If you're a real Long Islander, you know that, aside from Eddie Murphy, the most notable product of Roosevelt* is Howard Stern. Stern claims his white, liberal, Jewish parents refused to leave the neighborhood out of a sense of principle

In this light, you can read Murphy's joke about the ghost of the Jewish man in his new house as a comment about the despicable history of racial restrictions and housing covenants, legal devices meant to enforce segregation in housing. Eddie Murphy may have become a millionaire who could afford to buy a house in the fanciest, whitest part of Long Island, but you better believe that there will always be someone to remind him that as an African American man, he doesn't belong there. The ghosts of Jim Crow are always there, even in supposedly enlightened New York. It's also a reminder to white, American Jews that, very often, they were more than innocent bystanders in the story of American segregation.




Two years later, Eddie Murphy returned to Saturday Night Live and performed in 'The Family in the Attic.' The problem with 'The Family in the Attic' is that it's not just offensive, it's unfunny, which frankly, is even more unforgivable.

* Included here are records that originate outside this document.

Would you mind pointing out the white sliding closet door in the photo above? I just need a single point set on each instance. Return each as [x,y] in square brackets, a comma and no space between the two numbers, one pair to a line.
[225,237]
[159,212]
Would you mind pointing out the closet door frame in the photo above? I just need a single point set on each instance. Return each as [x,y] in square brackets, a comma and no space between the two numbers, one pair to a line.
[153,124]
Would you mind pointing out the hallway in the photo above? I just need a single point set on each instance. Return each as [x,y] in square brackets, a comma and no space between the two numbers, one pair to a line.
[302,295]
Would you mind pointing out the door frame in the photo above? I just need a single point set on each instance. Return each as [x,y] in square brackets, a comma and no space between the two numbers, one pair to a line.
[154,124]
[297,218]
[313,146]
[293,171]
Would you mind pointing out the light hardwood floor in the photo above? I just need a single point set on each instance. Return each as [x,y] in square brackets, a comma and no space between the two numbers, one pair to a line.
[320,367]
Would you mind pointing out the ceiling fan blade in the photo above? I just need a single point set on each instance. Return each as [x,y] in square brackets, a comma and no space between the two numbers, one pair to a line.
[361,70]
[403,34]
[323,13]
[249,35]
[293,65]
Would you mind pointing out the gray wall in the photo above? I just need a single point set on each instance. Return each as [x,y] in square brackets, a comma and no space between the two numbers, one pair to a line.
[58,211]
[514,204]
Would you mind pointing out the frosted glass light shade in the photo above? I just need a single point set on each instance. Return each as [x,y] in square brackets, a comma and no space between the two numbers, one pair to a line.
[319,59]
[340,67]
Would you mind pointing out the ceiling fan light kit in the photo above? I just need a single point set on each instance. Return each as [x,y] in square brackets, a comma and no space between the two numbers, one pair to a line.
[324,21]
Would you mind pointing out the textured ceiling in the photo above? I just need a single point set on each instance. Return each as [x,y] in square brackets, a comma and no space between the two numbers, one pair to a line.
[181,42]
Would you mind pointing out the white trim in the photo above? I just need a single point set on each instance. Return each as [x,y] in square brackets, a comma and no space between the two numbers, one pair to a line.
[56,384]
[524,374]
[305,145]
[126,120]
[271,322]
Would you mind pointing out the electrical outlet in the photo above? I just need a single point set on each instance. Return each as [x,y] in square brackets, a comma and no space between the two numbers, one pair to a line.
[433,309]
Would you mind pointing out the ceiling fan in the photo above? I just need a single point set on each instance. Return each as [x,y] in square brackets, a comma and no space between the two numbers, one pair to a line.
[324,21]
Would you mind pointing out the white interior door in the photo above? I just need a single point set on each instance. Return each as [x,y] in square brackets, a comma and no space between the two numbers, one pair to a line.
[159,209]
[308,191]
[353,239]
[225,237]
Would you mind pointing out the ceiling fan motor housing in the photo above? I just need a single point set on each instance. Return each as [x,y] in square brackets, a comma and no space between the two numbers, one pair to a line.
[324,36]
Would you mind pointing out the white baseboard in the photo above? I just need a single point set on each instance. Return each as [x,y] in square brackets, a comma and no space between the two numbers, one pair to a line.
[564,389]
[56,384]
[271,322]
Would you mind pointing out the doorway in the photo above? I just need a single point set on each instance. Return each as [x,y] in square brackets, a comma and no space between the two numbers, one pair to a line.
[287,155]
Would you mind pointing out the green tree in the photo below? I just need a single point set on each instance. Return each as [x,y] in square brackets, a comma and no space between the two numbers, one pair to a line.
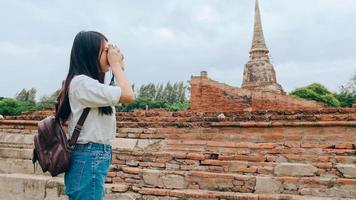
[9,106]
[316,92]
[347,93]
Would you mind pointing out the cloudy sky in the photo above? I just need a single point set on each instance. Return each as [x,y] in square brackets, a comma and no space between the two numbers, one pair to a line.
[170,40]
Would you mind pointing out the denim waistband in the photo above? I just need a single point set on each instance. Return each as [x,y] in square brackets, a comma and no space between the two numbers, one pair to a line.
[92,146]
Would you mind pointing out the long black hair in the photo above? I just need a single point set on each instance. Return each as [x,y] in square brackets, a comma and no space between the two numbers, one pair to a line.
[84,59]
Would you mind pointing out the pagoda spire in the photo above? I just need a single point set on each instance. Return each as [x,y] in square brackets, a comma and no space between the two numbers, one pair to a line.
[258,41]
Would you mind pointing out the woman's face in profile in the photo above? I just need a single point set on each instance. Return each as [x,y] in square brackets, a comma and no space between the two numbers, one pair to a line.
[103,57]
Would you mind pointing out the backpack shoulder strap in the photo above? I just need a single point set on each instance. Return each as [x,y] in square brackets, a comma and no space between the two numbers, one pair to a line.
[78,127]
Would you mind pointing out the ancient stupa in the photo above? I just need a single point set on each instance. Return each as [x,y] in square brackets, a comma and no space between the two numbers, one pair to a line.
[259,74]
[259,90]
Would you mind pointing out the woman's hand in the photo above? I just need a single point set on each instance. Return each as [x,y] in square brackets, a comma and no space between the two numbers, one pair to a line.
[115,57]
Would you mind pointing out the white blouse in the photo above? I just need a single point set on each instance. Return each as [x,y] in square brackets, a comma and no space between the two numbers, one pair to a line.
[85,92]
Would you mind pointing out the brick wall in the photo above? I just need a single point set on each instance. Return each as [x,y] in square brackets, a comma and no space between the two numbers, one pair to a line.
[288,154]
[210,95]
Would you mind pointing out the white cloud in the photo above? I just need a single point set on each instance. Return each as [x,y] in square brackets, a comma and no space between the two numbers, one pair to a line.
[310,41]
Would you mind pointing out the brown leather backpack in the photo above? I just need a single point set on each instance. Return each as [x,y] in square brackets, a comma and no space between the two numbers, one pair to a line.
[52,149]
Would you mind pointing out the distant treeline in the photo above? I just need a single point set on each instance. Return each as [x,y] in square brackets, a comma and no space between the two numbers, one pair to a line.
[171,97]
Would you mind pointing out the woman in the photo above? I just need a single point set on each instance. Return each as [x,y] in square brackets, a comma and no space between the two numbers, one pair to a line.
[86,86]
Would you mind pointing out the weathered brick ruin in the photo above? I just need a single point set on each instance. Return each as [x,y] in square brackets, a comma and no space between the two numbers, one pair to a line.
[253,142]
[196,155]
[210,95]
[259,90]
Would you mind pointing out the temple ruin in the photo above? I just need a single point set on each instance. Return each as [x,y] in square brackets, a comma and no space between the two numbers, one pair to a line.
[253,142]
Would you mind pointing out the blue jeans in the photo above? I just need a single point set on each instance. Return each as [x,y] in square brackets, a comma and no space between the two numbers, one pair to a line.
[89,165]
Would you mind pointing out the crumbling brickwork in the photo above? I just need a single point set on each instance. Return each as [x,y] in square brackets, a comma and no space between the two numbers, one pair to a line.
[208,95]
[287,154]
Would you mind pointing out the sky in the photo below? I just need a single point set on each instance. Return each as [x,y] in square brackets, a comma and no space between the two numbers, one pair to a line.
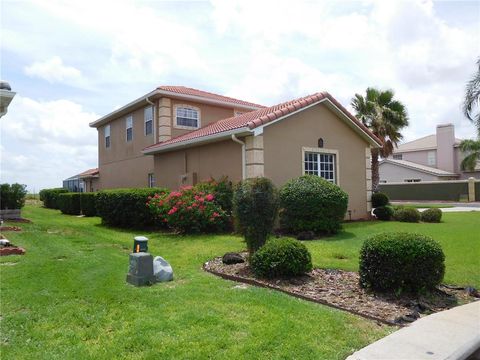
[71,62]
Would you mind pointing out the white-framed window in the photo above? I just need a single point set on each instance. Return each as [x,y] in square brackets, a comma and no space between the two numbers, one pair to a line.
[187,117]
[148,120]
[151,180]
[129,128]
[431,158]
[320,164]
[107,135]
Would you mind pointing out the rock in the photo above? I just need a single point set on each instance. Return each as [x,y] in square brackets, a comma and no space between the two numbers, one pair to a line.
[306,235]
[162,271]
[232,258]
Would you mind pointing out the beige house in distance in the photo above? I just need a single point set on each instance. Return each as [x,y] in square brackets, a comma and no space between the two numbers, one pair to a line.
[197,135]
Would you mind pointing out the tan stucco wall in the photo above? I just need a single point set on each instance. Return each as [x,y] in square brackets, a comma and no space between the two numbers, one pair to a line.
[283,142]
[199,163]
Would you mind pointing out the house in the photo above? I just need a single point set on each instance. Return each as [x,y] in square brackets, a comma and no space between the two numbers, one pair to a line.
[435,157]
[199,135]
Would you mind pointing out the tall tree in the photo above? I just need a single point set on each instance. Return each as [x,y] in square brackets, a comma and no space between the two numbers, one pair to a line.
[385,117]
[472,112]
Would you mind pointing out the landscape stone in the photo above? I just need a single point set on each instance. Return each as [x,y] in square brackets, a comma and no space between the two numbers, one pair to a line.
[162,270]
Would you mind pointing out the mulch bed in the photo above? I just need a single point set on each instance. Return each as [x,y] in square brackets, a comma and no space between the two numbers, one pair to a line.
[340,289]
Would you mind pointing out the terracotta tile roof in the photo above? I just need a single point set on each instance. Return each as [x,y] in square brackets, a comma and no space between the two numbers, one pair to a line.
[204,94]
[254,119]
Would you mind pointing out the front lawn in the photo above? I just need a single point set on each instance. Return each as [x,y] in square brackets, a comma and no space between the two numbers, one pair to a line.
[67,297]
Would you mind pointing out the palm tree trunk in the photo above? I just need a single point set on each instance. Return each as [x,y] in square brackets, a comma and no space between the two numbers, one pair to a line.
[375,174]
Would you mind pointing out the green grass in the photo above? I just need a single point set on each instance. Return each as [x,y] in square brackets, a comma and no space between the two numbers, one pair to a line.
[67,299]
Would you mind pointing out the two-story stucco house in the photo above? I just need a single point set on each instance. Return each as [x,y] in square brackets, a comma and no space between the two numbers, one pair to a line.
[431,158]
[176,136]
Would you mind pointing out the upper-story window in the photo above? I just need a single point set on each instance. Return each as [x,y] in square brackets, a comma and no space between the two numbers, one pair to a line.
[431,158]
[148,117]
[129,127]
[107,135]
[187,117]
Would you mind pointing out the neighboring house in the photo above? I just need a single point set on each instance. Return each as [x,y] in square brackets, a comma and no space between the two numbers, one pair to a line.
[201,135]
[435,157]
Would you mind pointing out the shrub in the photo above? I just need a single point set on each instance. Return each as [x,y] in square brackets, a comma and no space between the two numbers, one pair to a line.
[189,211]
[281,257]
[407,215]
[383,212]
[126,207]
[379,199]
[50,196]
[255,206]
[432,215]
[12,196]
[400,262]
[311,203]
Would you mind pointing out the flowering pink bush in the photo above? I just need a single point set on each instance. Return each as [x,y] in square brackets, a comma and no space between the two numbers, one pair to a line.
[189,210]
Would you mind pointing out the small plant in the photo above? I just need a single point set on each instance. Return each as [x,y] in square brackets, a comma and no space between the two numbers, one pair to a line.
[311,203]
[407,215]
[432,215]
[379,199]
[255,206]
[281,258]
[398,262]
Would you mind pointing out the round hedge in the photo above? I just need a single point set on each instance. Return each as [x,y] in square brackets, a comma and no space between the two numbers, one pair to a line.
[384,213]
[432,215]
[379,199]
[407,215]
[311,203]
[281,258]
[398,262]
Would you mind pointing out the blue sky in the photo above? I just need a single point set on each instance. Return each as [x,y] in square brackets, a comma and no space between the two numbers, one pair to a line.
[71,62]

It's also weird to think that this aired only four years after the death of Otto Frank.




The one intriguing aspect of the skit is that Mary Gross plays what one supposes is the 'Anne Frank' character, now a grown up woman, and sex crazed from being hidden in the attic for decades. 

It's well known today that the standard edition of Anne's diary was censored and that all her references to sex and her own sexuality were removed by her father, Otto. Did they have an awareness of what had been removed from the diary when the sketch was written in 1984? Or was it just kind of obvious that someone cooped up in isolation for decades, whether man or woman, would be pretty desperate?

And then we come to Broadway Gumby Rose, SNL's takeoff on the then new Woody Allen movie, Broadway Danny Rose. I believe this is from the same night as 'The Family in the Attic.' A bunch of old 'Yiddish' showbiz types are bullshitting at a deli when in comes Broadway Gumby Rose. Eddie Murphy does his angry Gumby shtik, but with a Yiddish flavor.




It's mildly funny, I guess?

Eddie Murphy brought out his old Jewish guy shtik again in 1988, for Coming to America, this time with astonishingly realistic makeup by SFX king, Rick Baker.

According to this video, Baker based the makeup on his father in law, Nestor, who is not Jewish. You can even spot him in the background of a couple of shots.



There's really no earthly reason 'Saul' needs to be in Coming to America except to show off Eddie Murphy's virtuosity as a mimic. Inadvertently, 'Saul' foreshadow Murphy's later box office success in such vehicles as his Nutty Professor remake, where he disappeared into elaborate makeup once again.

Also, I'm sorry, yes, this joke may be a thousand years old, but it's still funny:


Anyway, I'm curious what you, dear readers, think about Eddie Murphy and Jewface. Is there anything more to it than a comic falling back on instantly recognizable, and tested, 'funny' voice?



*Bad on me for slighting Chuck D. and Flavor Flav of Public Enemy. Apologies.